Friday, July 26, 2013

5 Things New College Grads Should Know About Money and Credit


Let’s start with five things every new college graduate should know about money and credit. We will end with a few words of advice for new grads facing an uncertain economic future.

  1. Everyday, more and more employers are now looking at credit reports as a condition of employment. If you are responsible with your personal credit, you will likely be a responsible employee. Manage your credit well and enjoy the low rates and easy availability of money good credit management brings. You will want this when you buy a car or a new home.

  1. Review your credit report annually! Reviewing your report annually for free at can keep you abreast of your personal credit situation and help you spot Identity Theft.

  1. Paying Bills: Very simple, your utilities need to be paid on time just like your credit card bills. Sure, you can let your light or water bill float for a couple of months and paying them 30 or 60 days late won’t count against you. As a matter of fact, you have 89 days to make your payment and have your account reinstated. However, if you wait to that 90th day, you are now delinquent. Your water, light, or phone bill amount will now be placed in collection and exist as a negative item on your credit report for seven years whether you pay it or not. (Paid collections remain on our credit reports for the balance of the seven years after payment as a reminder to others that you were irresponsible once or twice or repeatedly depending on how many collections one has.)

  1. Social Security: Social Security will exist in a very different format for these Gen Y students. They need to be self dependent and plan for their retirement early. No one will do it for them. In my workshops, I often ask who wants to retire with a million dollars in their retirement account. Of course, multiple hands go up. The point: When your employer offers you a 401k, pension, or any other type of “qualified” retirement plan, simply say “YES!” Start contributing to the retirement account. Put in at least 6%. You won’t miss it, you will save a few dollars on your taxes, and you will be pleasantly surprised when you get your retirement account statements and see it growing. This is especially gratifying if your employer matches your contribution or provides pension plan contributions from profit sharing.

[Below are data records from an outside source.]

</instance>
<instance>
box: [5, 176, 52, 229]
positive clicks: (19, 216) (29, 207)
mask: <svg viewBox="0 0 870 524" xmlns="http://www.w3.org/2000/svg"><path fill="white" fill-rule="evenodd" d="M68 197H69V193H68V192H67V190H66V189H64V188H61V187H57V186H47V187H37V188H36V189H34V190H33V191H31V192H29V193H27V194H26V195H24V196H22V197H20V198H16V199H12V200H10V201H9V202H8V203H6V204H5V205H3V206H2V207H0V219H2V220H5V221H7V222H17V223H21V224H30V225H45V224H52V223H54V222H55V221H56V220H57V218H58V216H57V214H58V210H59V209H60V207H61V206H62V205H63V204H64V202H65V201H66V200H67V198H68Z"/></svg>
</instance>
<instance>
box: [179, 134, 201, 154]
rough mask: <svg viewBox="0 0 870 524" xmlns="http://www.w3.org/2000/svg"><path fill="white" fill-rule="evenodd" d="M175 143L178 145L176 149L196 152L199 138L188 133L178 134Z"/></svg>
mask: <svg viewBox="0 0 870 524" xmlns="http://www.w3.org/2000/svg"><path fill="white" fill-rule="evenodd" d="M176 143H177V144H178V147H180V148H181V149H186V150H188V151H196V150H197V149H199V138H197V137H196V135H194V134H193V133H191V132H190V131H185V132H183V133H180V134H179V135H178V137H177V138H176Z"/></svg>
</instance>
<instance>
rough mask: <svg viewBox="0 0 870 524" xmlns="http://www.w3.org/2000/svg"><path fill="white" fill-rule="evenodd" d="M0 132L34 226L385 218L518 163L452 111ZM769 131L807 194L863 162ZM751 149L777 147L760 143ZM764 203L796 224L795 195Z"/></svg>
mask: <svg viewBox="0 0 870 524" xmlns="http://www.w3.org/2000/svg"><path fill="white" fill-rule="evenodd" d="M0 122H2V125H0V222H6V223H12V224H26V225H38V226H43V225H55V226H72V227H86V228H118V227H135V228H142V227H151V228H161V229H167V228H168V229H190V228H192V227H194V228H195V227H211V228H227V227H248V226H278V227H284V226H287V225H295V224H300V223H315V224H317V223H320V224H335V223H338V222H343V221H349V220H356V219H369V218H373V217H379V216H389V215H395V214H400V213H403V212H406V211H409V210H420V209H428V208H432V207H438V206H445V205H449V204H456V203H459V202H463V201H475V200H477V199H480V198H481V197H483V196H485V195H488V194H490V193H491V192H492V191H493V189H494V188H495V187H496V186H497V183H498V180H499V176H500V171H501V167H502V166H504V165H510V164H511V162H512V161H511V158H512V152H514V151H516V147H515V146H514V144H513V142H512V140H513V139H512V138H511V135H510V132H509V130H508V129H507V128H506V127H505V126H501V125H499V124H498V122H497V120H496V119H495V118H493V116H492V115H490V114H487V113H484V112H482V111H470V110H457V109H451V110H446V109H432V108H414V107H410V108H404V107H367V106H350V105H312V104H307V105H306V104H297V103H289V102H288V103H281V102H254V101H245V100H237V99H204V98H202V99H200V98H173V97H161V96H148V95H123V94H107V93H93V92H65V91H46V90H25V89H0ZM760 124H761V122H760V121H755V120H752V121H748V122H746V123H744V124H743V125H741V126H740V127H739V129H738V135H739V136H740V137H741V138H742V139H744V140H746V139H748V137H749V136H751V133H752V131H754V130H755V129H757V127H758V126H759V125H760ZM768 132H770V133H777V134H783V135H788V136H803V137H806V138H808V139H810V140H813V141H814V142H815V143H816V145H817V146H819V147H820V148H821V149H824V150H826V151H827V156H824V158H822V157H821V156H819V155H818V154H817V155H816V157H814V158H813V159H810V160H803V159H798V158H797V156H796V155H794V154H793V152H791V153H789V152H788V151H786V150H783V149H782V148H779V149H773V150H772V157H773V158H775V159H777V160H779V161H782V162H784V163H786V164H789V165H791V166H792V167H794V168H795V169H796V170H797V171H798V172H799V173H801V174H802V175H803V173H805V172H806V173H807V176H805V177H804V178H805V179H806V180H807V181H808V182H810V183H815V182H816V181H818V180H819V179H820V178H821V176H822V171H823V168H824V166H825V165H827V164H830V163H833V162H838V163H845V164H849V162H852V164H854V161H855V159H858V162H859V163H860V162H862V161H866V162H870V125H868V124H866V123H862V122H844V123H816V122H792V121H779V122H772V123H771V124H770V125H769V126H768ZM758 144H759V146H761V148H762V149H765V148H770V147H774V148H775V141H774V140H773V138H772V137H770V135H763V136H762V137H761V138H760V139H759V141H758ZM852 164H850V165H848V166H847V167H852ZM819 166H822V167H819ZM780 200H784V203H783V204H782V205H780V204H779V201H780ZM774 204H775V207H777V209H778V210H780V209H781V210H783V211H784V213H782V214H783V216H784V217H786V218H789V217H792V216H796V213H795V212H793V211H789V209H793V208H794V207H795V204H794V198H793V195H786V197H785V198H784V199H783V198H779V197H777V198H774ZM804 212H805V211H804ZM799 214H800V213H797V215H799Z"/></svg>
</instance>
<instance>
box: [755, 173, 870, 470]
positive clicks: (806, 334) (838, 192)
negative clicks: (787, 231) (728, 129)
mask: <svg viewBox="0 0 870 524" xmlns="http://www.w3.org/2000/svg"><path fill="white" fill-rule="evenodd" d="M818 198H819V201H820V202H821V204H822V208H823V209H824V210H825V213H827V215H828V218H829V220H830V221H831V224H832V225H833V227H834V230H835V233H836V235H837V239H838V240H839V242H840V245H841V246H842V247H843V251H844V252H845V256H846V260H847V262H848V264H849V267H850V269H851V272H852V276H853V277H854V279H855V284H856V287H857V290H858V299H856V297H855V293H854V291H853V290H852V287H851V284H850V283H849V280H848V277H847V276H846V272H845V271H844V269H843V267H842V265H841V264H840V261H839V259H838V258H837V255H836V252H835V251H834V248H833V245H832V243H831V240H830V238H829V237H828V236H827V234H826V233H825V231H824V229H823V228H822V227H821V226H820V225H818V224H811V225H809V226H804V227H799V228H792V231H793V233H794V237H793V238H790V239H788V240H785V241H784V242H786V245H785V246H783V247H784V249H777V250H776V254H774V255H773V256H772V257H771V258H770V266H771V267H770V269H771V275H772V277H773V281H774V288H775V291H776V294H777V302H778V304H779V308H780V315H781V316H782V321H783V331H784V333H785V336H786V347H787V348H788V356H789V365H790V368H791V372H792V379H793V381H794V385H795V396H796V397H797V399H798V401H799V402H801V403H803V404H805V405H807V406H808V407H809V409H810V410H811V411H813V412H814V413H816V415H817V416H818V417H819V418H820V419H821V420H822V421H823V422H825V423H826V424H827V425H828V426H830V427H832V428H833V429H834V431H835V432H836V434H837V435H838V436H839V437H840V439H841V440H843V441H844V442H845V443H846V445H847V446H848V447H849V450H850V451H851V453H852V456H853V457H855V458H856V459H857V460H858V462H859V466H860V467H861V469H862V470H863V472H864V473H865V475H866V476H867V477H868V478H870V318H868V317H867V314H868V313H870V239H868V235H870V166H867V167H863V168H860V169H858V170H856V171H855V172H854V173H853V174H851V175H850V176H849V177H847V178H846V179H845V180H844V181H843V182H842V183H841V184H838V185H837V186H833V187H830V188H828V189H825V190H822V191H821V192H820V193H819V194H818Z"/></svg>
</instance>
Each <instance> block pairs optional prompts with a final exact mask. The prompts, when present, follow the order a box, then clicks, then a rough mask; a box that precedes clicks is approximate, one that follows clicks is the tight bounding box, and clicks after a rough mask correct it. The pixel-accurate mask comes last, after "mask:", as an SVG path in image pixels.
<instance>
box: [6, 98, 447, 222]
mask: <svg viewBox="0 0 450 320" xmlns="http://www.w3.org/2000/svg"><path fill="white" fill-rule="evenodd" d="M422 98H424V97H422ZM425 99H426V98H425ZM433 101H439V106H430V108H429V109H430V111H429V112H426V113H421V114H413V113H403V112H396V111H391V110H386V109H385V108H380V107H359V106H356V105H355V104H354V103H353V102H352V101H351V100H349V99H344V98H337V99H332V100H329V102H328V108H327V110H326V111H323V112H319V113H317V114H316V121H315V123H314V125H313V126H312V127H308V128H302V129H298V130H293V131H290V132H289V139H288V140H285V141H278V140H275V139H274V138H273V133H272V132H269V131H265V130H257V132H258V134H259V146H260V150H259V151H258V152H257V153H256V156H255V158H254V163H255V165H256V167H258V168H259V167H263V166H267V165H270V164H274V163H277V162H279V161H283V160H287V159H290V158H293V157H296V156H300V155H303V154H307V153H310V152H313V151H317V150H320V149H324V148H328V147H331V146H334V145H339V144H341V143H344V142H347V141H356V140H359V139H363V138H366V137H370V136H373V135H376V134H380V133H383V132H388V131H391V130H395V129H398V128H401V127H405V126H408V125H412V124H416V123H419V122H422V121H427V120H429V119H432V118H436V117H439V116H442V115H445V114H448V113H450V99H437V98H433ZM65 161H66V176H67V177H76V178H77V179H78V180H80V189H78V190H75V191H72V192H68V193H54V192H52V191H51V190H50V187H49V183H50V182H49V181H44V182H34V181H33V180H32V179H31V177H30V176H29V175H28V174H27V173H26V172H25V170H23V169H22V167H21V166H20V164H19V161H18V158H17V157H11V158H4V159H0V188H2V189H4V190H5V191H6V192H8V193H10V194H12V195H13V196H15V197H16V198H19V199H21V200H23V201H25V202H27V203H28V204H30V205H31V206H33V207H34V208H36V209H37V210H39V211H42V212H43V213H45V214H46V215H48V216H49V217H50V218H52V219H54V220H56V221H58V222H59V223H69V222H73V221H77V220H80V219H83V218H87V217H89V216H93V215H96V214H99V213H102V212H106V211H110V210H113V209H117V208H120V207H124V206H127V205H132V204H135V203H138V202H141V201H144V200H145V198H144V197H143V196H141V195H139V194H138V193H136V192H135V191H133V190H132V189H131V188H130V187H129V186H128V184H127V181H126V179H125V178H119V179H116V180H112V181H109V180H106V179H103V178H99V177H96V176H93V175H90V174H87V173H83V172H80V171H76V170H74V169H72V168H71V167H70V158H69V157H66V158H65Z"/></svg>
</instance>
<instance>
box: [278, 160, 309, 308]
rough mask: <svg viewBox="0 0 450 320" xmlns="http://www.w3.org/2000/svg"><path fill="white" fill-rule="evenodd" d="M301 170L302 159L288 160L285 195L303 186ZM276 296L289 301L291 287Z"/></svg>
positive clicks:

  1. Social Media: Restrict your personal information that is shared over the internet. Too many young adults share too much as it is and do not take proper advantage of privacy controls in websites like Facebook. If you don’t want your next potential employer to see your spring break photos of drunken debauchery in Palm Springs or Palm Beach, tighten up your privacy controls, Dude!

I think following these five ideas can save you from living in your Mom’s basement forever.

In my work with recent college students and grads, one of their greatest fears is that they will never own a house. Recent grads are facing a difficult time in some areas with the homes they may want to buy being priced out of site for them due to the current demand. Don’t worry. The average age of a first time homebuyer is 30 years old. Most people I know did not buy a home until they were well into their 30’s. There is no rush to buy a home despite the increases in overall prices. You have time to save your money. You have time to evaluate where you want to live and whether a house or condo would be best for you. You have time to gauge the economy and pick your best time to buy.

I have noticed it and it has been expressed to me by some students, the financial markets are too volatile. Why would they want to put their money into the stock market? They fear the return of the great recession. When I was 21 in 1981 there was a recession on and it was pretty serious. Interest prime rates had risen over 20%. No one could get a decent interest rate to buy a home. Unemployment was 8% and rose to 10% over the next two years. In the early 80’s, we had many of the same fears today’s grads suffer.

What happened? Eventually, markets went into recovery. Unemployment was under 6% by 1988. The stock market doubled, tripled, and eventually grew to 14 times its size by the present day. This didn’t happen in a nice even fashion. It took a market crash in 1988 (22% drop in the Dow in just one day!) and three recessions in 1992, 2000, and 2008 to get here. Financial markets are cyclic and, historically, have always recovered and surpassed previous high water marks.